Vivenciando um dos casamentos mais
duradouros e eficazes da história de Lavras, o coronel Vicente
Férrer de Araújo Lima e sua consorte Mariinha Férrer foram pais de
uma prole de 15 filhos, pelo menos – oito homens e sete mulheres,
assim discriminados em ordem cronológica: Aurélia (a primeira desde
nome), Maria Cira (consorte do Coronel Raimundo Augusto Lima), Luís
(Lêla Férrer, consorte de Guilhermina Augusto de Aquino), Maria
Marian (consorte do Dr. José Gonçalves Linhares), Oswaldo
(cognominado Teixeira, consorte de Augusta Benevides), Ana
(cognominada Sinhara, consorte de José Lindolfo Bezerra), Celí
(consorte de José Augusto Banhos), Benedicto (doutorando da
Faculdade de Medicina da Bahia, falecido aos 19 de agosto de 1928),
Anselmo (consorte de Guiomar de Holanda Cavalcanti), Silvéria (Soubé,
sem descendência), Sandoval (sacerdote da ordem secular), Amâncio
(falecido criança), Aurélia (Irmã Férrer, a segunda deste nome),
Dorimedonte (Dori, consorte de Necita de Sousa Férrer) e Vicente
Férrer de Araújo Lima Filho (Ferrim, sem descendência).
Aurélia Teixeira Férrer (Irmã Férrer,
Madre Férrer ou ainda Tia Ledy, como era carinhosamente tratada
pelos seus sobrinhos, e a quem me compete reverenciar neste texto)
seguiu a carreira religiosa, tal como o irmão de nome Sandoval, que
chegou, na vida eclesiástica, à dignidade de Cônego.
Era, na ordem dos filhos de Mariinha
Férrer e de Vicente Férrer de Araújo Lima, a décima terceira na
linha de sucessão filial. E também a segunda a receber o nome da
primeira filha do casal, falecida aos 17 anos.
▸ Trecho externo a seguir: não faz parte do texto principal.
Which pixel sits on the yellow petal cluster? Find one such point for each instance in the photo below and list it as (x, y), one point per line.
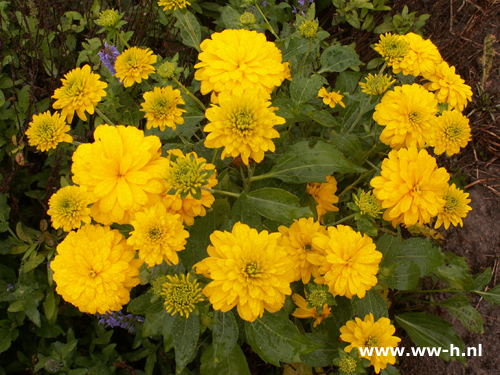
(324, 195)
(368, 333)
(297, 240)
(95, 269)
(249, 270)
(134, 65)
(411, 187)
(69, 207)
(161, 108)
(124, 171)
(348, 261)
(449, 132)
(406, 113)
(237, 60)
(46, 131)
(81, 92)
(422, 58)
(455, 208)
(449, 87)
(244, 125)
(158, 235)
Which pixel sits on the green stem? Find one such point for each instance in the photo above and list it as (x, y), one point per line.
(200, 104)
(268, 24)
(103, 116)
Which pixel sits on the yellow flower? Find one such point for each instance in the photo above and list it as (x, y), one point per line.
(455, 209)
(324, 195)
(249, 270)
(244, 126)
(449, 132)
(68, 208)
(237, 60)
(297, 240)
(81, 92)
(376, 84)
(181, 295)
(411, 187)
(331, 98)
(348, 260)
(95, 269)
(370, 334)
(161, 108)
(124, 171)
(46, 131)
(392, 48)
(158, 235)
(406, 113)
(422, 58)
(173, 4)
(134, 65)
(449, 87)
(302, 312)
Nasceu em Lavras da Mangabeira/Ceará,
aos 26 de novembro de 1905. As primeiras letras aprendeu-as no
próprio ambiente familiar e as tomou dos professores Henrique
Augusto de Aquino e Afonso César Targino Filho, este último Juiz de
Direito da Comarca de sua terra de berço. Em 1923, entrou para o
Colégio de Nossa Senhora do Sagrado Coração, de Fortaleza, dirigindo
pelas Irmãs Dorotéias, onde realizou os estudos secundários e o
Curso Complementar.
A inclinação de Aurélia, para a vida
religiosa e espiritual, não se deve apenas à influência do irmão, o
Cônego Sandoval, que foi, por sinal, a amizade e o afeto que lhe
tocaram de perto à sensibilidade. Essa inclinação, ao contrário,
atende a um jeito de ser de seus predecessores. O ilustre sacerdote
lavrense, João Correia da Costa Sobreira, por exemplo, era irmão da
sua bisavó Pulquéria. E da casa do seu trisavô, Francisco Xavier
Ângelo Sobreira, proviam os célebres revolucionários lavrenses,
Padres José Joaquim Xavier Sobreira, Cosmo Francisco Xavier Sobreira
e Francisco Xavier Gonçalves Sobreira, todos, assim como o primeiro,
formados no tradicional Seminário de Olinda.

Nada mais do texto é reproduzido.